At the other end, Ederson returned the favour, however, by failing to claim a corner and instead of knocking the ball down to Rodrigo who stabbed home an equalizer.

None could deny their positive impact, but in such a pulse-racing affair, the mistakes make those impacts less relevant.

Jack Harrison spurned one fine chance and then was removed at the break as Bielsa brought on Ian Poveda, the winger he bought from Guardiola.

Then, Bielsa brought on Rodrigo – the club-record-buy – to inject more intensity.

At first, his rising shot was deflected on to the bar. But Ederson, excellent in the first half, undermined that fine work by spilling Kalvin Phillips’ corner for Rodrigo to tap in his first Leeds goal.

Rodrigo also hit the crossbar twice as the Whites continued their impressive start to life in the top tier, although City felt they should have had a late penalty for a challenge on Sterling.

Sterling’s movement, pace, and dribbling put him into positions where he really should be one of the absolute undisputed best players in the division on the same level as Mohamed Salah and Kevin de Bruyne; but when players Salah and Mane take them to the next level with their sharpness and grit, Sterling is left as a confusing figure as the game progresses. He is yet to realize that he could be more.

Missing easy chances is becoming a hallmark of Sterling’s game. The memories of that skier against Lyon from five yards in the Champions League, or countless other moments where no matter how well he plays, he just cannot finish.

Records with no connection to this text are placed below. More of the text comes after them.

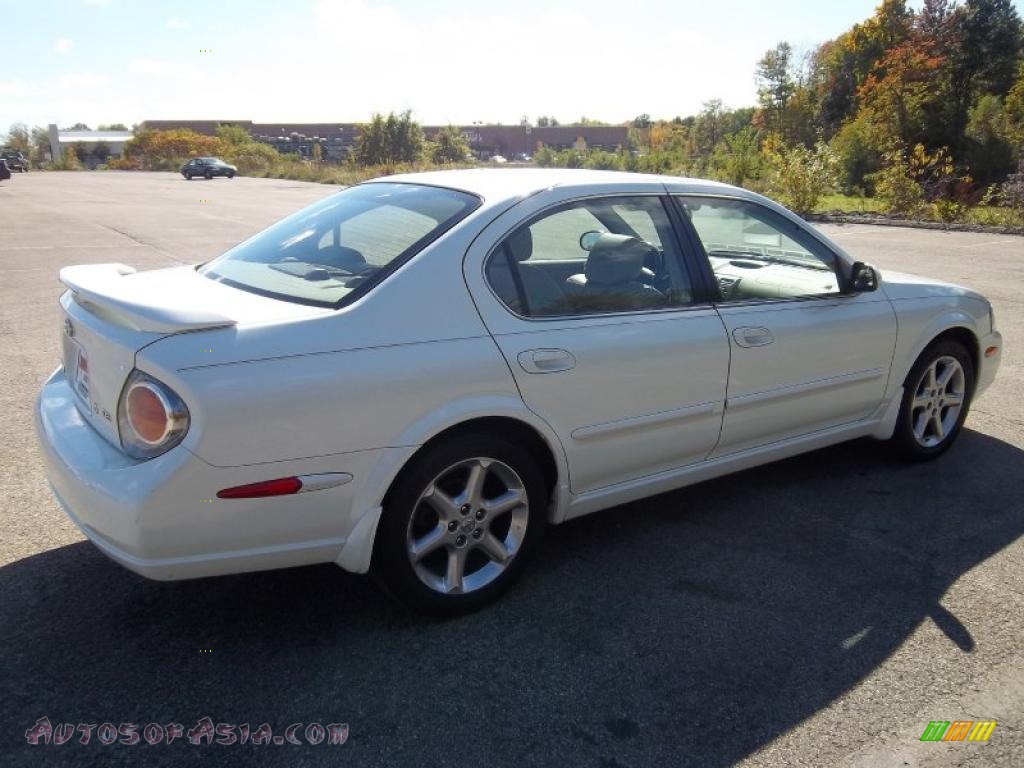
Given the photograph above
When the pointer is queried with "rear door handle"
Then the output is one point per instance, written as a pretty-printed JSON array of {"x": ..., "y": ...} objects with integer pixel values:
[
  {"x": 546, "y": 360},
  {"x": 750, "y": 336}
]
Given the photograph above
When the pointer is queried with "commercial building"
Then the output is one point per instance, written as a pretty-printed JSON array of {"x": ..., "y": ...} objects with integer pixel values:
[
  {"x": 92, "y": 147},
  {"x": 337, "y": 139}
]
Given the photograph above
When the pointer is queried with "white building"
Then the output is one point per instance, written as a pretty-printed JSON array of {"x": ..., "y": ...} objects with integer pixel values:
[{"x": 113, "y": 140}]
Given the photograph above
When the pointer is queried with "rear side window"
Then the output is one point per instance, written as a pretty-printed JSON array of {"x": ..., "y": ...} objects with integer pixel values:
[
  {"x": 595, "y": 256},
  {"x": 340, "y": 247}
]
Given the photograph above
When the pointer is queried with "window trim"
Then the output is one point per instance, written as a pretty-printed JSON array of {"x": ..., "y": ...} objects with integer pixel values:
[
  {"x": 683, "y": 261},
  {"x": 708, "y": 273}
]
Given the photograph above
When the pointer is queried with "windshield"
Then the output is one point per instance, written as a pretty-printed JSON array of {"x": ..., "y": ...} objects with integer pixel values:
[{"x": 342, "y": 245}]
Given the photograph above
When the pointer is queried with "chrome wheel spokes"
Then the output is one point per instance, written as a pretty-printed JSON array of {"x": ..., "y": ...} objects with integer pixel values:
[
  {"x": 937, "y": 400},
  {"x": 467, "y": 525}
]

Guardiola has always talked up Sterling’s talent as being able to be one of the world’s very best players scoring not just 30 but 40 or even 50 goals. But that will never happen until and unless Sterling learns to get rid of those sitters and increase his goal-conversion rate.

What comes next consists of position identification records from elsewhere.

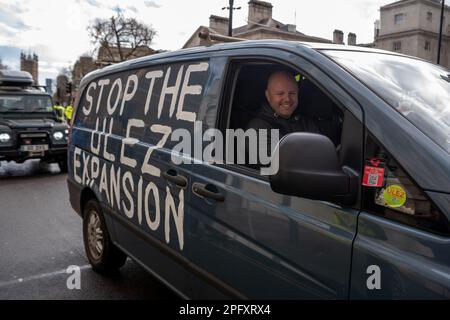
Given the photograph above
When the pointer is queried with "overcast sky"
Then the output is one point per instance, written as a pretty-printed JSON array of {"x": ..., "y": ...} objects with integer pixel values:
[{"x": 56, "y": 29}]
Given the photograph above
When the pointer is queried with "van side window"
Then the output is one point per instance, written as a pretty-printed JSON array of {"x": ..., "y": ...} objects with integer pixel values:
[
  {"x": 316, "y": 111},
  {"x": 389, "y": 192}
]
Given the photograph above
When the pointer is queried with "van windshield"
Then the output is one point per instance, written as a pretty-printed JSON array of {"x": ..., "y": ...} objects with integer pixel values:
[
  {"x": 25, "y": 103},
  {"x": 419, "y": 90}
]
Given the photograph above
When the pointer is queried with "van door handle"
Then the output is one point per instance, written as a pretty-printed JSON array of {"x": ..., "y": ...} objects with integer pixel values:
[
  {"x": 207, "y": 191},
  {"x": 172, "y": 176}
]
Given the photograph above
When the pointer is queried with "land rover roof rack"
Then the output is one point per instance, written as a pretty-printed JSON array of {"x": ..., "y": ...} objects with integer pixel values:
[{"x": 15, "y": 78}]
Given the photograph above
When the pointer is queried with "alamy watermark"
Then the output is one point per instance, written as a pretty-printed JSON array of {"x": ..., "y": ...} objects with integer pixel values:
[
  {"x": 74, "y": 279},
  {"x": 249, "y": 147}
]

Then, fingers can be pointed towards the backline of City – Pep spent big on fixing the defence. Aymeric Laporte and Ruben Dias dug deep and inject solidity, but their efforts were put under pressure consistently by Benjamin Mendy.

Mendy was very poor on the ball.

His passing was sloppy, his dribbling average, and his end product in the final third non-existent. Obviously, he’s had serious injury problems but he looks a million miles away from the player that terrorized France and Europe (including City) at Monaco.

Tonight Mendy gained possession just twice whilst losing it a massive 16 times – his pass completion was an abysmal 56.5%. He created no chances at all and once Ian Poveda came on, Mendy looked shaky. Poveda tortured Mendy and hammered him to the point where Pep actually took him off for Nathan Ake and City started to look better.

In the final 10 minutes of the game it was more about City desperately pushing for a winner, and with a bit more luck and incisiveness; they might have won it.

The game ended 1-1 – Pep has plenty to think about.

But Marcelo Bielsa had been the ultimate winner.

Bielsa started the game a bit overawed, but soon grabbed the momentum and began to blossom.

Leeds had more passes and possession than Manchester City and dominated the game for vast swathes. Kalvin Phillips was magnificent in the heart of the pitch, a Championship player elevated by Bielsa to the point where if he showed up in the Champions League you wouldn’t be shocked.

Bielsa consistently made changes and adjustments to alter the tempo of the game. If only Bielsa had more players like Phillips, more players closer to the level of City then Pep would have digested another setback.